The original electric system model has some horrible limitations that make it difficult to model electrical systems that are more advanced than what you would find on a C172. In addition, it's really difficult to use this system to accurately drive volt and ammeter type gauges. The underlying circuit modeling just can't handle it.
So *really*, people should be moving away from this old, depricated xml based electrical system model and instead, code up exactly what they need in nasal. The nasal approach is a lot more straight forward, much more flexible, more concise.
It's different though and I figured it would talk folks a little while to adapt to the new system, which is why we didn't just immediately yank the old code.
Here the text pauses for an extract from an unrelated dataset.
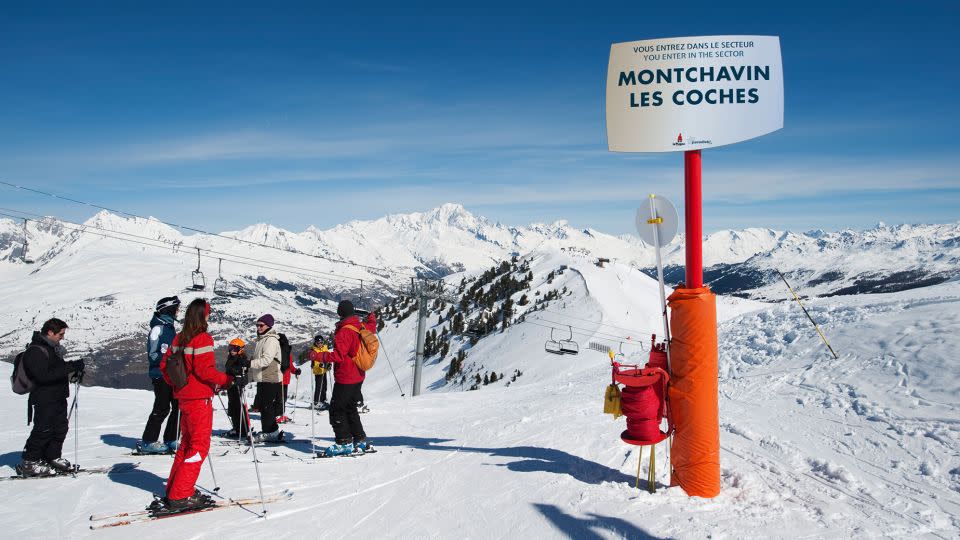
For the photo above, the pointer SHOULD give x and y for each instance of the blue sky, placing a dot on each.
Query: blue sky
(222, 116)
Long term, every one is going to be a lot better off if they code up their electrical systems in nasal. The c172 should have an example implementation that should be much easier to follow and understand than the xml based example.
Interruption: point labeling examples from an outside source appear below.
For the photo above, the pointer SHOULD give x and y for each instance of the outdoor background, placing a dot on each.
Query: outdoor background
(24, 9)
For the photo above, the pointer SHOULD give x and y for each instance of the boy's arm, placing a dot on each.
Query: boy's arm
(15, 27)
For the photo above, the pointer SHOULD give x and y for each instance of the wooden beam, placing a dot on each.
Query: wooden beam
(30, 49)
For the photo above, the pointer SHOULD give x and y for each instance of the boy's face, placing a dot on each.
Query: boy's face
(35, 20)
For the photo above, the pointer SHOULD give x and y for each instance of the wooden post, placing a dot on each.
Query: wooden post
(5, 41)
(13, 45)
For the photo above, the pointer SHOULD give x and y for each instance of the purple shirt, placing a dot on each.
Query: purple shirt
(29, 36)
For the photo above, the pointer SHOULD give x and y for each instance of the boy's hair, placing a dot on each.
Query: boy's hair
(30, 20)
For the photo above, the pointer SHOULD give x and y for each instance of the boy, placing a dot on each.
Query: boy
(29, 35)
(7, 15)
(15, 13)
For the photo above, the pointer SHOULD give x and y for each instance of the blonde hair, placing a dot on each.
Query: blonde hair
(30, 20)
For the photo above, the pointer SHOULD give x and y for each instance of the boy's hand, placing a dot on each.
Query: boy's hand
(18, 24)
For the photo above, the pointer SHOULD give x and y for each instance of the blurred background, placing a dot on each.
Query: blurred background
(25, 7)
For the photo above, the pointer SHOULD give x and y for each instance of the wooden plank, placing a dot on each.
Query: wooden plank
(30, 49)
In general, Nasal really isn't a bad approach. Many/most of the systems that are common among aircraft are modeled already in the FlightGear code, but things like gear failure and the specific failure modes, system dependencies, work arounds, procedures, etc. can get really aircraft specific. This is where Nasal is really slick. It's very small/tight, and amazingly capable for it's size. It gives you a high degree of programmability, and can be setup so it is specific to your aircraft.
For example, I'm working on a light twin project and one thing I've done recently is to model all the annunciators (similar to the dash board lights in your car.) I'm not aware of any FG airplanes that have annunciators modeled, but these are common in aircraft. We can do them quite easily, but I don't think any aircraft designers have looked into these yet.
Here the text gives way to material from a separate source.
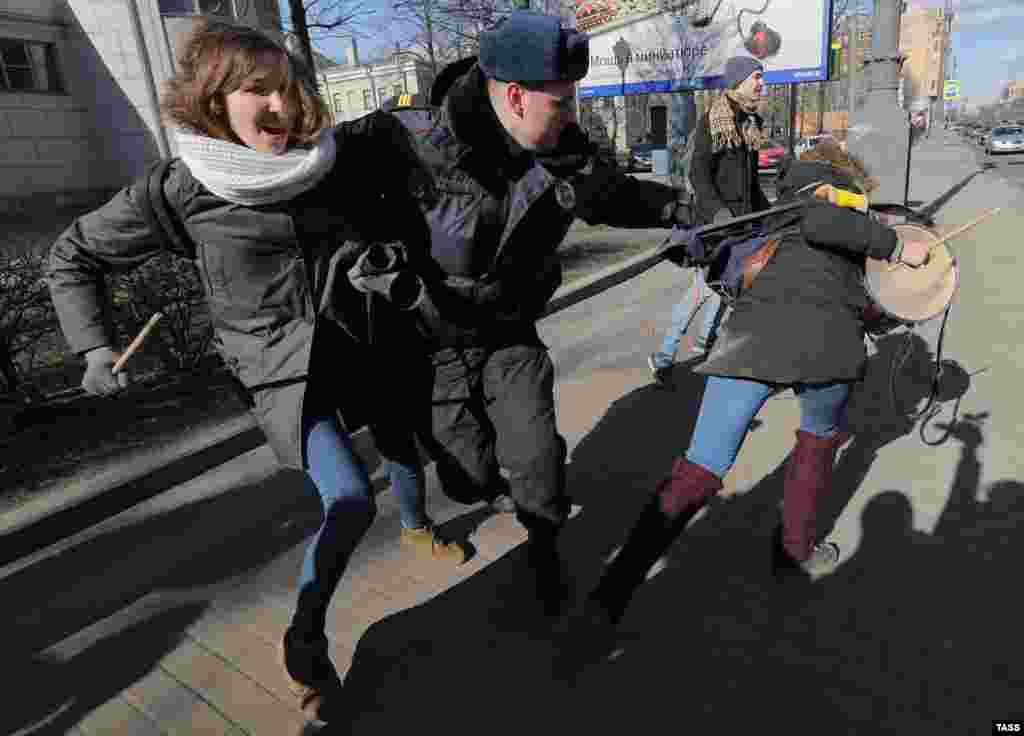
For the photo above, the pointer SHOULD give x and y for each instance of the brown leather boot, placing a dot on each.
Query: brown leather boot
(808, 475)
For my project I have a couple nasal routines that compute some values derived from the existing properties. With nasal I can test the state of various FG properties, then set a fault/warning condition. In nasal, I can even blink the light for the first 10 seconds. I write the resulting properties into a separate subtree in the global property tree. Finally I created a custom gauge that is driven from these properties.
One thing I've found is that so many of our subsystem have so much configurability and power, you have to stop and think about the best place to impliment something. For instance I wanted a gear horn that would sound when you cut the throttle but the gear is still up. This can be done entirely in the sound configuration file with conditionals (which speaks a lot for the power of the audio subsystem.) Later though I decided I also wanted an annunciator light to give a visual warning of this same condition, so I moved the logic into a nasal routine. That way a single piece of code could drive both the audio and visual warnings rather than replicating the logic in multiple places.
The combination of nasal and configurable systems (with xml conditionals) give us an amazingly powerful system for modeling aircraft and systems. The more I work with these, the more impressed I am.